One more tool that you absolutely need is the drive sprocket removal tool. http://www.oldbritts.com/19_064297.html
Some universal automotive steering wheel pullers will work for that too.
 
Yup , bet most have a universal puller of some type ... mine is short length of mower blade , lots of room for holes ....
 
The clutch center can get notches in it too preventing clutch plates freeing up when needed. Ain't life grand ?
I was wondering when someone was going to mention that. I put new Barnett clutches in when mine was sticking only to realize the clutch center was notched causing it to not be able to find neutral. Got a new hardened center, added a .80" steel plate for the stack height and a new cable.
For the past 7 years it has been such an easy pull and it finds neutral effortlessly. Do those 3 things and you will be surprised how nice it is to ride.
 
I was wondering when someone was going to mention that. I put new Barnett clutches in when mine was sticking only to realize the clutch center was notched causing it to not be able to find neutral. Got a new hardened center, added a .80" steel plate for the stack height and a new cable.
For the past 7 years it has been such an easy pull and it finds neutral effortlessly. Do those 3 things and you will be surprised how nice it is to ride.
not familiar with some of the terminology - "notched clutch center not being able to find neutral," and adding a .080" steel plate. may get back to you and pick your brain on this one. think I need to educate myself on the how's and why's before attempting anything - o_O
 
The bronze clutch plates wear the clutch centre over time notching it, causing it to drag. Difficulty finding neutral, pulling while stopped at lights, stalling etc. Something to check when you pull it apart to inspect and clean. Setting the stack height properly significantly lightens the clutch lever pull. Often means just adding a plate. Have a look.

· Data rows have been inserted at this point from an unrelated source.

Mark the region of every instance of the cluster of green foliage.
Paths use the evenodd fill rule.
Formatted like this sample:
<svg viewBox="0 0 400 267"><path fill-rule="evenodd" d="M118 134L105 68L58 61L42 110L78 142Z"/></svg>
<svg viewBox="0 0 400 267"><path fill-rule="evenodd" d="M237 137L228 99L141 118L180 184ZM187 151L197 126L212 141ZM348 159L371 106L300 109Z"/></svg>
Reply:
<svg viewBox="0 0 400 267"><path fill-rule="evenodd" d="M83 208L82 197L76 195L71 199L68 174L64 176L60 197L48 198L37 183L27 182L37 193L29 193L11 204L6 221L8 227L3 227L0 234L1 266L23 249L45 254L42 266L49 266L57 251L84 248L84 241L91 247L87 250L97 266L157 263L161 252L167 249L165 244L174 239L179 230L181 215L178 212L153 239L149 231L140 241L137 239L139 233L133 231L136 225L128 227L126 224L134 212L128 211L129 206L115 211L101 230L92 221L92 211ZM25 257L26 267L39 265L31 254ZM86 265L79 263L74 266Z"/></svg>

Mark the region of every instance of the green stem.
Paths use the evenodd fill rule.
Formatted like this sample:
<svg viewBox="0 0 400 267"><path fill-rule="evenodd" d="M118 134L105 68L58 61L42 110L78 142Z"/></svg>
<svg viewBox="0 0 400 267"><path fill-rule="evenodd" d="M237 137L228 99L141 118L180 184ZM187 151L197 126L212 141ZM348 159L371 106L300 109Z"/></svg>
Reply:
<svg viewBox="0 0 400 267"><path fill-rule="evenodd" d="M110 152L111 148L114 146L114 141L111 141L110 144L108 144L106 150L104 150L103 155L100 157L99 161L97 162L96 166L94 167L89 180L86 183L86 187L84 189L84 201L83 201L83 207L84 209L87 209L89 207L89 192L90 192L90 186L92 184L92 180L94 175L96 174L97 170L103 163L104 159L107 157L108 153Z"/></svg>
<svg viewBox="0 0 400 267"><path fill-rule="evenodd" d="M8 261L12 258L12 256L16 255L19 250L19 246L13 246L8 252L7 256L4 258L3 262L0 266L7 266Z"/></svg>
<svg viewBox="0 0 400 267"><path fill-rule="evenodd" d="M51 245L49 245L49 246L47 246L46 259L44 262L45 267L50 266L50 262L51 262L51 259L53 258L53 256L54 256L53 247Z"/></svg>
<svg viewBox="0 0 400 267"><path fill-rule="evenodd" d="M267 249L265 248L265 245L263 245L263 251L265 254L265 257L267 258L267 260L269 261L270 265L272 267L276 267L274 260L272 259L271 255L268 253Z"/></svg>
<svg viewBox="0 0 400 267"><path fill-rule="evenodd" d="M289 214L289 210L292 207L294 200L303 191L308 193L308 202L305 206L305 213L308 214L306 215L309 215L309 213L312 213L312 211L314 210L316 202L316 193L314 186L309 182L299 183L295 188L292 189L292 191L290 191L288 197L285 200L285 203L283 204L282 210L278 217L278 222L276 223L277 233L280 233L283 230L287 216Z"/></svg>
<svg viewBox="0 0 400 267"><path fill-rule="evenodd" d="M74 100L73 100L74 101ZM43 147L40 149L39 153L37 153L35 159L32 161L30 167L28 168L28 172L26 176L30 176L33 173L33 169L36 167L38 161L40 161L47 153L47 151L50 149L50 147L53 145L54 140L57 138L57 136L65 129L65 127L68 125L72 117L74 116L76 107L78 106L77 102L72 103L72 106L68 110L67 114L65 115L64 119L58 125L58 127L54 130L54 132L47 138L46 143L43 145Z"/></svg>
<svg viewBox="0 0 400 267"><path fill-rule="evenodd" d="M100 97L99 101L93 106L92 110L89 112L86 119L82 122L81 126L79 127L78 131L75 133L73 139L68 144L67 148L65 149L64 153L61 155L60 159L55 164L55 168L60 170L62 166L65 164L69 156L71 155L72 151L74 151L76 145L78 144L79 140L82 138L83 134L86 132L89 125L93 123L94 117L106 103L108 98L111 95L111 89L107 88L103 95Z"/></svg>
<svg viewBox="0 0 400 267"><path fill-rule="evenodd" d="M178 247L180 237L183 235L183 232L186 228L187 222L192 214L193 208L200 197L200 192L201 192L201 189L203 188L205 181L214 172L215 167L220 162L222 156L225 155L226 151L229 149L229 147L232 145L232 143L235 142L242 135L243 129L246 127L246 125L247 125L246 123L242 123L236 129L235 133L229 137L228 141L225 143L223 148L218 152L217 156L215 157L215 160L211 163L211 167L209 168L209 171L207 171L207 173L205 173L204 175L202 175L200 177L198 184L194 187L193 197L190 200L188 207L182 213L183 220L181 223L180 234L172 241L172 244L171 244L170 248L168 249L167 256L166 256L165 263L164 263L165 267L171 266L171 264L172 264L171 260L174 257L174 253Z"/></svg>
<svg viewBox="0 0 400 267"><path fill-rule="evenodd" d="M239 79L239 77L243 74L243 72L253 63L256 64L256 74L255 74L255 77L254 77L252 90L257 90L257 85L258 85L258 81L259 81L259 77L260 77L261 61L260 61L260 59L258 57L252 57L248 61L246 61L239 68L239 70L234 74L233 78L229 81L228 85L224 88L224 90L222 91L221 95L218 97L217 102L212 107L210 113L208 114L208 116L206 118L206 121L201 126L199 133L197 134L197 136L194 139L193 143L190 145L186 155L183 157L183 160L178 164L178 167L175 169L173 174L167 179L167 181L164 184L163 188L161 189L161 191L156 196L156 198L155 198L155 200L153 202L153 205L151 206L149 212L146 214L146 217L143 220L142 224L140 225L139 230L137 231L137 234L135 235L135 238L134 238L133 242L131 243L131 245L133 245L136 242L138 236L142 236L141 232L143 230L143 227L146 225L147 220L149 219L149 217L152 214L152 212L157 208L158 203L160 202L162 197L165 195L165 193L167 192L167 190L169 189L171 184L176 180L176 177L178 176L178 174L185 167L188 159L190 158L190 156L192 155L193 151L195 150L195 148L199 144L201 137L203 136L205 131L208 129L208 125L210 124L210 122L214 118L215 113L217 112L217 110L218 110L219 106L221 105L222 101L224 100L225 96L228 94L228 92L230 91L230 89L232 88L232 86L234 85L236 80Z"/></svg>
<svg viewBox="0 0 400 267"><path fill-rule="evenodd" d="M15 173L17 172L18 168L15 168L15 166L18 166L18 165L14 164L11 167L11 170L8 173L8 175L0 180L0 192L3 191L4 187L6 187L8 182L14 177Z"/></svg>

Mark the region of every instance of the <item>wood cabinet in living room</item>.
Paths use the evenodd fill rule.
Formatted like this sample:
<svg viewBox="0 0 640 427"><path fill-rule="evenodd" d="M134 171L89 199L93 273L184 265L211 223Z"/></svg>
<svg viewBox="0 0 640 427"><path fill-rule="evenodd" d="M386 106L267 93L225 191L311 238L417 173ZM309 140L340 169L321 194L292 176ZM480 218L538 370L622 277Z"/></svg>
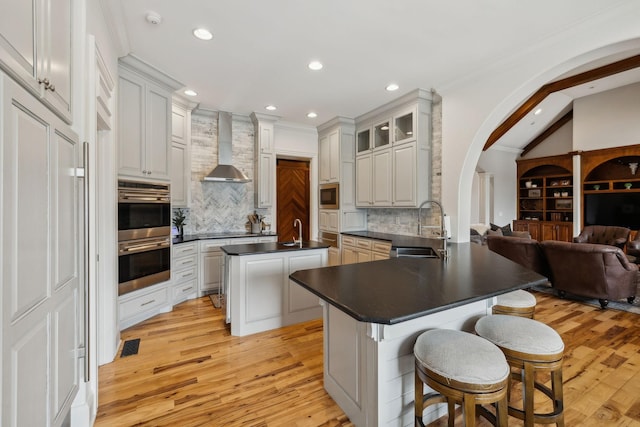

http://www.oldbritts.com/ob_clutch_info.html
 
Yep, a properly set up Norton clutch is an easy two-finger pull. A badly set up clutch will have your hand cramping in 15 minutes of stop/go traffic.
 
One more tool that you absolutely need is the drive sprocket removal tool. http://www.oldbritts.com/19_064297.html
Some universal automotive steering wheel pullers will work for that too.

Agreed! While removing my engine sprocket last year, it become obvious that a very stout puller is necessary. Here is a link to the discussion:

https://www.accessnorton.com/NortonCommando/another-tight-engine-sprocket.27477/#post-414742

May the force be with you!

Regards,
~998cc
 
A sprocket removal tool might be a good idea, but you don't need one to check the clutch. But you do need to have a tool for compressing the diaphragm. You should also get a workshop manual or download a digital one if the process of using the compression tool doesn't make sense.